Inspecting Pipelines
Overview
One of Martian’s principal design objectives is to make it easy to develop and debug pipelines. Key to that objective is making it easy to inspect the state of in-progress, completed, and failed pipeline runs. A particular instantiation of a pipeline is referred to as a “pipestance.”
All Martian pipestance state is persisted in the filesystem in an intuitive, human-decipherable layout. There is no opaque database, client, or other mechanism impeding visibility into pipestance state and metadata.
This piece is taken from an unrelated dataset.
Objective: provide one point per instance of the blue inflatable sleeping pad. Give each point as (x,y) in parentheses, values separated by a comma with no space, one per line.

All that is required to inspect a Martian pipestance are cd
, ls
, and cat
. A web UI is available as well.
Pipestance Layout
When mrp
starts a pipestance, it converts the MRO definition into a graph representation of the pipeline. It then creates a directory tree on disk matching that graph. Here is an example:
piperun1/
DUPLICATE_FINDER/
fork0/
SORT_ITEMS/
fork0/
split/
chnk0/
join/
FIND_DUPLICATES/
fork0/
split/
chnk0/
join/
The basic directory hierarchy is pipeline → stage / subpipeline → fork → chunk.
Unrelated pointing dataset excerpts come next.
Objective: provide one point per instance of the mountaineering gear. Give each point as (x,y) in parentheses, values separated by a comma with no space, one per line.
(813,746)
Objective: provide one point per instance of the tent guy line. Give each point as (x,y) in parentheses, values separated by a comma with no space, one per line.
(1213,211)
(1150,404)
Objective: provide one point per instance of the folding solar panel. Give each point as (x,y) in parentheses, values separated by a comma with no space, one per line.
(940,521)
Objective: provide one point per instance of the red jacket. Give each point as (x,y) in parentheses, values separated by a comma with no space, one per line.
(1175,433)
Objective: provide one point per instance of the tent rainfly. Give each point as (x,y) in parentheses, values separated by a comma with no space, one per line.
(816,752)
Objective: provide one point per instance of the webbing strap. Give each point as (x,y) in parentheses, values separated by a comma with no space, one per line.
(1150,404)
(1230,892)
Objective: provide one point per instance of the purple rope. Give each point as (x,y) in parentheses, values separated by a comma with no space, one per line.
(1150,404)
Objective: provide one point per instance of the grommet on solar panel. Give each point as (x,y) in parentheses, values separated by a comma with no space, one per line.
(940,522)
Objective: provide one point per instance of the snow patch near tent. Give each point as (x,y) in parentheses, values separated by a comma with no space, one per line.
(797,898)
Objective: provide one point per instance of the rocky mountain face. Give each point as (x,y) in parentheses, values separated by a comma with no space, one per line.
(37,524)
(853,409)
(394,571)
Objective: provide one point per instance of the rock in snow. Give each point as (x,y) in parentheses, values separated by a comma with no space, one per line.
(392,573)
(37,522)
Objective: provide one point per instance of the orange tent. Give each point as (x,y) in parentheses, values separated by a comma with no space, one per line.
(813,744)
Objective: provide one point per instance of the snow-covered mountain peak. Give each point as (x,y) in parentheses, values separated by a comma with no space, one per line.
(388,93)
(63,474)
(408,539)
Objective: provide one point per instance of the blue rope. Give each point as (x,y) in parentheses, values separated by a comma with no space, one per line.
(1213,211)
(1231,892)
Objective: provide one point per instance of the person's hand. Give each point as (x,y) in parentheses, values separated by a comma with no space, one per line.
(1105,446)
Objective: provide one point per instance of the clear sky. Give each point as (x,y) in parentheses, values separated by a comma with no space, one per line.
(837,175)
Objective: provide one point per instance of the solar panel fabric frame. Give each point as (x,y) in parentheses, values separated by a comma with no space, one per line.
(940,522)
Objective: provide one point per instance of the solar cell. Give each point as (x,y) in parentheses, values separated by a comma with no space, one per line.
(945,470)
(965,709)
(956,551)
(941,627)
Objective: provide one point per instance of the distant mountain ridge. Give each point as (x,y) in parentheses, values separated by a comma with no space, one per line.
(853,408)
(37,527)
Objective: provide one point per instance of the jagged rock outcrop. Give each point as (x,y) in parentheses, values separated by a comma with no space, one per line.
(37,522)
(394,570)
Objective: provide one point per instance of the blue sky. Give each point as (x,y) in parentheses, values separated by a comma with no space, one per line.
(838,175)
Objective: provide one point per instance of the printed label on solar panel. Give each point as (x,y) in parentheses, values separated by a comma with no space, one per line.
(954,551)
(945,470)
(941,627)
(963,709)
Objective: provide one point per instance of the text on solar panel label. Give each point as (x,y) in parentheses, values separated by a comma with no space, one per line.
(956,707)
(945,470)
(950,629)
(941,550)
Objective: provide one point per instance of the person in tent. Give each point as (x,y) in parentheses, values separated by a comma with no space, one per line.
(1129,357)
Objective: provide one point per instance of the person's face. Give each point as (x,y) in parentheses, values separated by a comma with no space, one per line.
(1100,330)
For more information on forks, see Advanced Features: Parameter Sweeping.
Chunk Metadata
For details on splits, joins, and chunks, see Advanced Features: Parallelization. For simplicity of the discussion here, we will refer to all three, generically, as chunks. A chunk is a the most basic unit of execution in Martian that mrp
actually schedules to run.
A chunk directory contains a number of metadata files, plus a subdirectory
named files/
, which contains the output files generated by that chunk’s code.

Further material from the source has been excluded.